There are two primary bead synthesis strategies: on-bead chemical synthesis and enzymatic ligation. The on-bead chemical method incorporates a barcode generated using a split and pool technique, and then a random UMI synthesised using single random nucleosides, a concept first introduced by Drop-seq1. Its efficient creation of capturing oligonucleotides on beads offers a diverse barcode size and ensures most cells align with a bead. Conversely, the enzymatic ligation method, initially introduced by InDrops2 and adopted by other techniques3,19, presents a more modular approach to bead synthesis. In this strategy, bead fabrication utilises combinations of a limited set of pre-synthesised oligonucleotides. In alignment with the chemical synthesis method’s principles, the barcode is created using a split and pool approach using small stretches of pre-synthesised building blocks. However, a distinct feature here is that a pre-synthesised random UMI is enzymatically ligated to the barcode. While these methods differ in their approach to bead synthesis, both exhibit a notable drawback. Our findings demonstrate that both components are susceptible to considerable truncation, attributable to incomplete coupling during chemical synthesis and the inefficacy of purification processes for enzymatic ligation precursors.
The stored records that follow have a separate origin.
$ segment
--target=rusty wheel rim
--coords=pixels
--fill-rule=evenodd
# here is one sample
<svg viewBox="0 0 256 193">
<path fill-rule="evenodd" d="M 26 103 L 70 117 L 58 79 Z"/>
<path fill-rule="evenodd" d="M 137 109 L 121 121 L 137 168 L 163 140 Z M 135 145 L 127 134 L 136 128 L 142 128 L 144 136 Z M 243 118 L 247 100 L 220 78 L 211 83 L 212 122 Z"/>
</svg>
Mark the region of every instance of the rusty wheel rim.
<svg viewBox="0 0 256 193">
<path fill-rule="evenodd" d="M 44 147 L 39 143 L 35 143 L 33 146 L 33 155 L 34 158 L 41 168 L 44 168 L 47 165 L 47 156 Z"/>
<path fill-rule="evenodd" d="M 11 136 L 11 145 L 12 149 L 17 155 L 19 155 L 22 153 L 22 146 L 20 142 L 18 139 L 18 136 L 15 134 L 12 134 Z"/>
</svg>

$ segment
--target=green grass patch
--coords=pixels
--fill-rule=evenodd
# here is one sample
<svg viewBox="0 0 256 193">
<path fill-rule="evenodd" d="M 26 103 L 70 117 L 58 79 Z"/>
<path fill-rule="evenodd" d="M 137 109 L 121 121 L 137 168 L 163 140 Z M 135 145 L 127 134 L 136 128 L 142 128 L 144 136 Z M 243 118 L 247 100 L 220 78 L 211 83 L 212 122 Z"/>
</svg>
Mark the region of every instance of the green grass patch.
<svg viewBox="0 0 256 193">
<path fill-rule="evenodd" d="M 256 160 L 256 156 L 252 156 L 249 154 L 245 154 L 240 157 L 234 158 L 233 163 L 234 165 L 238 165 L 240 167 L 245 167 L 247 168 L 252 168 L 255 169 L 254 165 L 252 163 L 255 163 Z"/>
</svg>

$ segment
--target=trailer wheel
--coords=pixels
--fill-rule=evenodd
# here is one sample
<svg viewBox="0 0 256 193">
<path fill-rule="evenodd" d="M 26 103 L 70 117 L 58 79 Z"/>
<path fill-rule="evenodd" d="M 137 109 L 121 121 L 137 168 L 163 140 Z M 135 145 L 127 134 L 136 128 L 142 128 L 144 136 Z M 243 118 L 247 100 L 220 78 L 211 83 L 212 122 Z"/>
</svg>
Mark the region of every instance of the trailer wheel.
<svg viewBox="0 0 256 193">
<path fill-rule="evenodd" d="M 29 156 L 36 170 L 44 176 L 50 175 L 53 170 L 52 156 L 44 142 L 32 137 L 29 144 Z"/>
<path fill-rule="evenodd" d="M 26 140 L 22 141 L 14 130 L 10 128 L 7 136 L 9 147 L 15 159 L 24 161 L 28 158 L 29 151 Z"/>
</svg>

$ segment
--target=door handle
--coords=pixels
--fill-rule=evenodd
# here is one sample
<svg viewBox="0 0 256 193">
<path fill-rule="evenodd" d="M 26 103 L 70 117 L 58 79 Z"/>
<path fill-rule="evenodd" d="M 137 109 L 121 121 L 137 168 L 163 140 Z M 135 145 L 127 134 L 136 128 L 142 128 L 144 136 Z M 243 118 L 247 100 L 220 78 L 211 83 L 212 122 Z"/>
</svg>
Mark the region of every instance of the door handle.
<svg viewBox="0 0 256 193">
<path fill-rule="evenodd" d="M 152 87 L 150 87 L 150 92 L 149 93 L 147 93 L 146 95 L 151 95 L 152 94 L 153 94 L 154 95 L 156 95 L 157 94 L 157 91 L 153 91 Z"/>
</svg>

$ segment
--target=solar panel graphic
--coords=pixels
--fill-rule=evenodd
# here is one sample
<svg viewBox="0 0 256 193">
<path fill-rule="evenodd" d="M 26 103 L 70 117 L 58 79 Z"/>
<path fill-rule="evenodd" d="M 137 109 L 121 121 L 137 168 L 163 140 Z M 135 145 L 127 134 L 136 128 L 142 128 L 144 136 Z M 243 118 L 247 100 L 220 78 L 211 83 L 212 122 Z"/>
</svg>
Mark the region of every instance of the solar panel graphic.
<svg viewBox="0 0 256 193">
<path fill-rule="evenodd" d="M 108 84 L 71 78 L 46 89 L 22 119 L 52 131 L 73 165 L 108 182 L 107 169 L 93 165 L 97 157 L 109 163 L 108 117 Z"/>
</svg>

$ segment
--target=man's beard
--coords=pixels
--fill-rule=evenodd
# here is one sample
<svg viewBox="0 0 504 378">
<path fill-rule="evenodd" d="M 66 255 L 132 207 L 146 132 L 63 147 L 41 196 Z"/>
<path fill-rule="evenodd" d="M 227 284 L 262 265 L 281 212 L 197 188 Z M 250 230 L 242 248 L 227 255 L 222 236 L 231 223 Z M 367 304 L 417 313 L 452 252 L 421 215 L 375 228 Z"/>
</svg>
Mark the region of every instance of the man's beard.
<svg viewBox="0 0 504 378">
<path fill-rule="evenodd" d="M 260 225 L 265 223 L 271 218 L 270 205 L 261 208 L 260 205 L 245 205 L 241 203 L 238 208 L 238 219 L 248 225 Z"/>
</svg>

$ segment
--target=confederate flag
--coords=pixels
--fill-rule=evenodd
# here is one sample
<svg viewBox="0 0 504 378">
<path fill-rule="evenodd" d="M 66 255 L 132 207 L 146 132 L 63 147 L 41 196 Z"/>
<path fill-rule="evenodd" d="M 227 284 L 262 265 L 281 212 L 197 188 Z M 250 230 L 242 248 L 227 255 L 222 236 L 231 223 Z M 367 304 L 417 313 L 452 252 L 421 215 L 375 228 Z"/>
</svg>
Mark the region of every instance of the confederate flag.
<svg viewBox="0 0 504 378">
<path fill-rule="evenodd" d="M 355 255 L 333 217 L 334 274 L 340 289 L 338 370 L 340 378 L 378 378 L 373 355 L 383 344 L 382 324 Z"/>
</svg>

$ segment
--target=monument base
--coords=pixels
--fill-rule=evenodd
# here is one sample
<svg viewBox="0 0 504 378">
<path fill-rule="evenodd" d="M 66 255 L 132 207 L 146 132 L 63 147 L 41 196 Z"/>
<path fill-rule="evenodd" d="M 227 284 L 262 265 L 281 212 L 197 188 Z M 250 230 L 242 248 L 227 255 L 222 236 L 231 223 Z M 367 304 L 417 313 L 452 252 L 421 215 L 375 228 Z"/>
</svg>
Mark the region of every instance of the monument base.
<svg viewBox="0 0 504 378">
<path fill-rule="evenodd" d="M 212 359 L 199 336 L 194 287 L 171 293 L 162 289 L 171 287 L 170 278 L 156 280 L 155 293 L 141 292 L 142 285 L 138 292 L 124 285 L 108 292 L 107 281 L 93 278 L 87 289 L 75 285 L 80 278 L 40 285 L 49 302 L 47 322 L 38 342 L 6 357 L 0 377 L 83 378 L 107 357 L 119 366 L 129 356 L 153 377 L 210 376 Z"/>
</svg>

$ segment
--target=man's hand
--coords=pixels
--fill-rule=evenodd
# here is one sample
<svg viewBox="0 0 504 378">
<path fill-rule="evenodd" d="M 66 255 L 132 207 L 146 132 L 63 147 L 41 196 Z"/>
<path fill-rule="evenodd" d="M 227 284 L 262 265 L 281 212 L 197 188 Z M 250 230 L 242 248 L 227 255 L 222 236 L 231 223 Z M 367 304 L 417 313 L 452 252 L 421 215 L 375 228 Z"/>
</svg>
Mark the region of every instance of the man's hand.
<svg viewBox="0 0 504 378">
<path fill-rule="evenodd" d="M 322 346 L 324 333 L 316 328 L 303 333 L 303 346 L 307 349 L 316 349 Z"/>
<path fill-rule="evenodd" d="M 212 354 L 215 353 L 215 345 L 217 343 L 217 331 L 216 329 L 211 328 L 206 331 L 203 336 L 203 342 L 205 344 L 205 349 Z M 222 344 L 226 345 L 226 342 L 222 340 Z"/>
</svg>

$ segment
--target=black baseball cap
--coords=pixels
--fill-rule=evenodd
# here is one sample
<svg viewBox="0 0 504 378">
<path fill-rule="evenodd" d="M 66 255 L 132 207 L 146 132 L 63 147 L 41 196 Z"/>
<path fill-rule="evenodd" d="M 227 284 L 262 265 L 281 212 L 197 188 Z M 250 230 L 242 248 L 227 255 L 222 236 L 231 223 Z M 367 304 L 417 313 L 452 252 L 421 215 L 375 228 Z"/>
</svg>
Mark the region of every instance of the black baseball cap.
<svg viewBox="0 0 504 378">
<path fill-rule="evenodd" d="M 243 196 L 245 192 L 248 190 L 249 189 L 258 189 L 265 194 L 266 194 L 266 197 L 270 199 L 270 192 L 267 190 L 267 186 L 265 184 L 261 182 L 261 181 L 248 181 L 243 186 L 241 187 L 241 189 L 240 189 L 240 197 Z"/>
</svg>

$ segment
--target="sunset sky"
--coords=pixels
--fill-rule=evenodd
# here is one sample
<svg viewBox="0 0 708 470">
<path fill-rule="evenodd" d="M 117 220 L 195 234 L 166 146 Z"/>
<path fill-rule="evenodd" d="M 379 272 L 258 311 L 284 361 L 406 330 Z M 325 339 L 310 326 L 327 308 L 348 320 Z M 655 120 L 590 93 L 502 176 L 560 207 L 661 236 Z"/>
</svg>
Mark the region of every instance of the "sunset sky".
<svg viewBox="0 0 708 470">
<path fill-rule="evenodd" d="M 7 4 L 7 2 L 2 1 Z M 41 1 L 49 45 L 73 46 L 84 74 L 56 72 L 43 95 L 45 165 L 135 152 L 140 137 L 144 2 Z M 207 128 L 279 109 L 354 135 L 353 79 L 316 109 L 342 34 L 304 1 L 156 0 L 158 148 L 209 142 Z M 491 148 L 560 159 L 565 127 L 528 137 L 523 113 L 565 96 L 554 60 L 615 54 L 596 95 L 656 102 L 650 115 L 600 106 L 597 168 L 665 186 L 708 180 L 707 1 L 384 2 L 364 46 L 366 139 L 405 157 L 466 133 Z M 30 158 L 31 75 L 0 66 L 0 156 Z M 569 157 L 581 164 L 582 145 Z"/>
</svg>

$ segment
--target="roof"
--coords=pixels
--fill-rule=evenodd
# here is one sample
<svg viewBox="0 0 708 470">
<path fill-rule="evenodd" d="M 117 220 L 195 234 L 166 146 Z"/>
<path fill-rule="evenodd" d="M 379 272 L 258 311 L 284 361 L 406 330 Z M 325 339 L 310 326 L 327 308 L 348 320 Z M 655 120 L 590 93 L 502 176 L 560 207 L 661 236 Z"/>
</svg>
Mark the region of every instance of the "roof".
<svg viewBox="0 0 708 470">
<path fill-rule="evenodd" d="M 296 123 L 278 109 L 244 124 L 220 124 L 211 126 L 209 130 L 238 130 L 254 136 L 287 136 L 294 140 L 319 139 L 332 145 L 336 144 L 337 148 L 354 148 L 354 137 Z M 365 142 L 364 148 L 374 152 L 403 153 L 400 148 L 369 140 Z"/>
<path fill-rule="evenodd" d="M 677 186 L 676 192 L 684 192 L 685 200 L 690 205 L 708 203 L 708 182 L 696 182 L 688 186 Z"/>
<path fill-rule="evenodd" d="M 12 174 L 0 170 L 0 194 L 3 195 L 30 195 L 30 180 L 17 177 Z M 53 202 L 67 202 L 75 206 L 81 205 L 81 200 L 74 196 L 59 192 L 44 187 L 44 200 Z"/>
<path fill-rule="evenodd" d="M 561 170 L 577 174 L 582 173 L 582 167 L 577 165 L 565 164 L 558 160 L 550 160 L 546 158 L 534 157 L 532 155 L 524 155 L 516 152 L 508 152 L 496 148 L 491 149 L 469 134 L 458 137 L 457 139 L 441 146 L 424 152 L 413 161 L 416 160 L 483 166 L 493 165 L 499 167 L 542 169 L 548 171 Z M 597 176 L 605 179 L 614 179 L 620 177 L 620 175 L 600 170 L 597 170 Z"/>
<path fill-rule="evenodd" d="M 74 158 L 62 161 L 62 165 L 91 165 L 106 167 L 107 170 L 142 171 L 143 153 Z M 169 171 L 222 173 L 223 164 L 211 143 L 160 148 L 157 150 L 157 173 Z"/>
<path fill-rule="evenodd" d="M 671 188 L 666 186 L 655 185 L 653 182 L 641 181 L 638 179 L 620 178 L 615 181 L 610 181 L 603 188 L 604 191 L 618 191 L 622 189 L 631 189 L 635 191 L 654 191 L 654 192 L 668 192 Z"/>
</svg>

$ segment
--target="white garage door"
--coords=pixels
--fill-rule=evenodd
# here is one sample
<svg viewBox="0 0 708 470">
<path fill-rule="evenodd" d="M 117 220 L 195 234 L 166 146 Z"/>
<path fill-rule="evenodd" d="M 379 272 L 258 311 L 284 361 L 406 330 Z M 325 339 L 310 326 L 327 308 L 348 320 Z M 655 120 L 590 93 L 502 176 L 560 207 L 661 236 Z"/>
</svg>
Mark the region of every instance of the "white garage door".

We have shown that synthesis issues significantly influence the precision of single-cell sequencing. Oligonucleotide synthesis errors, with an average rate of 1 in 100 bases20,21, commonly result in truncated or elongated oligonucleotides. While standard oligonucleotide synthesis allows for the separation and purification of truncated sequences from full-length products using HPLC or PAGE, these methods are not possible for single-cell sequencing applications. As a result, these length discrepancies can interfere with barcode and UMI sequence detection, a problem further amplified in long-read sequencing. This is because, in long-read sequencing, barcodes are discerned following computational alignment to the PCR primer, coupled with positional matching to pinpoint the cell barcode and UMI’s beginning22,23. The heterogeneity in oligonucleotide lengths on beads increases the propensity for errors in detecting barcodes and UMIs. UMIs pose a greater challenge compared to barcodes; although whitelisting can rectify the majority of barcode inaccuracies, the intrinsic randomness of UMIs renders whitelisting unfeasible. To tackle synthesis-related challenges with UMI detection, we incorporated anchors and synthesised our UMIs using homodimer nucleoside amidites. This strategy not only pinpoints the start of the UMI but also identifies and fixes issues in the UMI arising from PCR, sequencing, and synthesis. As the field of single-cell biology advances and its techniques find application in clinical settings12,24,25, the development of more rigorous methods to ensure the reliability of single-cell methodologies becomes imperative. Our findings demonstrate that the incorporation of spacers mitigates synthesis-related errors, thereby enhancing the accuracy of differential expression analysis.

Methods

Cell lines and reagents

Jurkat cells were purchased from ATCC. 5TGM1 was a kind gift from Prof Clair Edwards. Both Jurkat and 5TGM1 cells were cultured in a complete RPMI medium supplemented with 10% Foetal Calf Serum. All parental cell lines were tested twice per year for mycoplasma contamination and authenticated by STR during this project.

Oligonucleotide synthesis

Single-cell oligonucleotide bead synthesis was executed in line with previously established methods5,11, but with the following alterations to the bead design:

5’-Bead-HEG_Linker-TCTCTCTCTACACGACGCTCTTCCGATCTJJJJJJJJJJJJBAGCNNNNNNNNVTTTTTTTTTTTTTTTTTTTTTTTTTTTTTT-3’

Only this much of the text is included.